Puis la porte vola en s’ouvrant.
Inga apparut dans l’embrasure de la porte. Voyante, un peu vulgaire, vêtue d’une robe fuchsia bien trop courte. L’ancienne fiancée d’Oleg. La même qui l’avait quitté une semaine avant leur mariage, il y a cinq ans, puis était revenue de temps en temps comme une nappe d’huile à la surface de l’eau, troublant à nouveau leur vie.
Zlata se figea aussitôt. Elle savait qu’Inga n’était pas venue par hasard. Des regards familiers parcouraient la table, et des chuchotements commençaient à circuler. Oleg resta immobile, mais pas par indignation.
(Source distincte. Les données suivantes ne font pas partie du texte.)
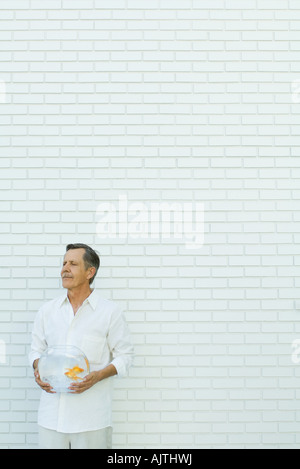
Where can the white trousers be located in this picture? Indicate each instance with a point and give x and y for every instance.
(99, 439)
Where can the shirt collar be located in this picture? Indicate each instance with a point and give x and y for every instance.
(92, 299)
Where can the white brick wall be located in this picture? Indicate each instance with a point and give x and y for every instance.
(161, 100)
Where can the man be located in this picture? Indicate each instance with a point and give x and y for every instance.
(82, 418)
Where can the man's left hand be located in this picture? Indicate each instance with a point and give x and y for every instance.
(89, 381)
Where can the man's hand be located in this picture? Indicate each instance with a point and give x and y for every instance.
(91, 379)
(44, 386)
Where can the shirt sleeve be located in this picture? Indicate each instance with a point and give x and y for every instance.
(120, 344)
(38, 341)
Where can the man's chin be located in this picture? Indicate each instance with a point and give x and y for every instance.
(67, 282)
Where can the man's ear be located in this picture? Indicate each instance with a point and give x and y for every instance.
(91, 272)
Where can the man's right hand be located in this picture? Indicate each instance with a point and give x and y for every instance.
(44, 386)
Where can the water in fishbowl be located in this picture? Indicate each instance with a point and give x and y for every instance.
(61, 366)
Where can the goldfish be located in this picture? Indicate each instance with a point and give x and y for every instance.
(73, 372)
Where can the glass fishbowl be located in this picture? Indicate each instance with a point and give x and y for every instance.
(60, 366)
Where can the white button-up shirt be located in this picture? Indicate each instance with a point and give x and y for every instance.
(100, 331)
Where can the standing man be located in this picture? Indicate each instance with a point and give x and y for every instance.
(81, 419)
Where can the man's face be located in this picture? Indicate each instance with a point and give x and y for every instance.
(73, 272)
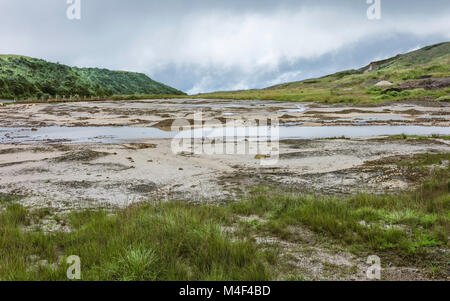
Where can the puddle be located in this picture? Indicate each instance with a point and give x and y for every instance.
(300, 109)
(134, 134)
(364, 119)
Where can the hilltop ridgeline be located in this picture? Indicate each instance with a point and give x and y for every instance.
(22, 77)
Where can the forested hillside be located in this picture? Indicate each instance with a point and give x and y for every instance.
(22, 77)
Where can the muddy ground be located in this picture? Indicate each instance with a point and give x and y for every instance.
(66, 176)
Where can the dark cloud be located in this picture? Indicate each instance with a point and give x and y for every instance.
(206, 45)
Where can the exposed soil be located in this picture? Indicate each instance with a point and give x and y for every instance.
(64, 176)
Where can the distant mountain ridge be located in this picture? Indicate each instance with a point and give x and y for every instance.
(22, 77)
(423, 74)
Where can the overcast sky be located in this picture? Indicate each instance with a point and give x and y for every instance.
(209, 45)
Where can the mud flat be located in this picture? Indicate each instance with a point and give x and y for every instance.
(117, 153)
(61, 158)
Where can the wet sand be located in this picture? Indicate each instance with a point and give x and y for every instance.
(64, 175)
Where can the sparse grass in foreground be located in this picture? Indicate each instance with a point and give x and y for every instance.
(178, 241)
(170, 241)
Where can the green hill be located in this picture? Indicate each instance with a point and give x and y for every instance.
(423, 74)
(22, 77)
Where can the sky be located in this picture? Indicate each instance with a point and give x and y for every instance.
(211, 45)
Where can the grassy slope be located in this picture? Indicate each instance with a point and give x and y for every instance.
(357, 86)
(28, 77)
(179, 241)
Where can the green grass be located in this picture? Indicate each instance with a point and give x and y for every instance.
(24, 77)
(179, 241)
(357, 86)
(168, 241)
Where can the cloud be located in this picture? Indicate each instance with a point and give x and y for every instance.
(200, 46)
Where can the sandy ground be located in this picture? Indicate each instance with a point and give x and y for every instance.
(161, 113)
(67, 176)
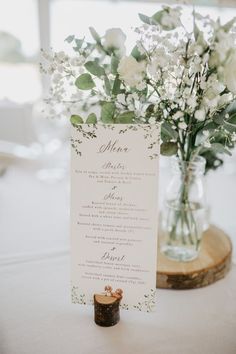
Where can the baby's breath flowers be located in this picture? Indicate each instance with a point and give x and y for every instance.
(186, 80)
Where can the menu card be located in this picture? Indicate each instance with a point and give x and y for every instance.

Un sourire suffisant s’étira lentement sur ses lèvres.
Inga traversa la salle avec l’assurance d’une femme qui pense tout posséder, puis, sans demander la permission, tira une chaise et se glissa entre Oleg et son ami Vitya.
« Je ne pouvais pas manquer la fête de notre favori commun », ronronna-t-elle en lançant un regard à Zlata. « Félicitations, Olezhek. Espérons que le nouveau bus aura plus d’étincelle que ta vie maritale. »
Un silence tendu tomba sur la table, seulement brisé par les ricanements de ceux déjà trop ivres pour avoir honte. Zlata sentit le sang quitter son visage. Ce n’était pas qu’une question de savoir-vivre. C’était une déclaration de guerre ouverte, sur son propre terrain.
Elle se tourna vers son mari, s’attendant à ce qu’il remette la femme à sa place. Mais Oleg se contenta de faire un clin d’œil à Inga et de lui verser un verre de vin.
« Détends-toi, Zlat », dit-il avec insouciance. « Nous sommes des gens civilisés. »
Inga posa théâtralement la main sur l’épaule d’Oleg, chassant une poussière imaginaire.
« Au fait, Zlata », dit-elle assez fort pour que tout le monde l’entende, « tu ne trouves pas que ce costume gris te vieillit ? Quoi qu’il en soit, c’est parfait pour une souris de bureau. Un homme a besoin d’excitation. »
Un éclat de rire fit le tour de la table. Oleg riait plus fort que les autres, la tête renversée en arrière.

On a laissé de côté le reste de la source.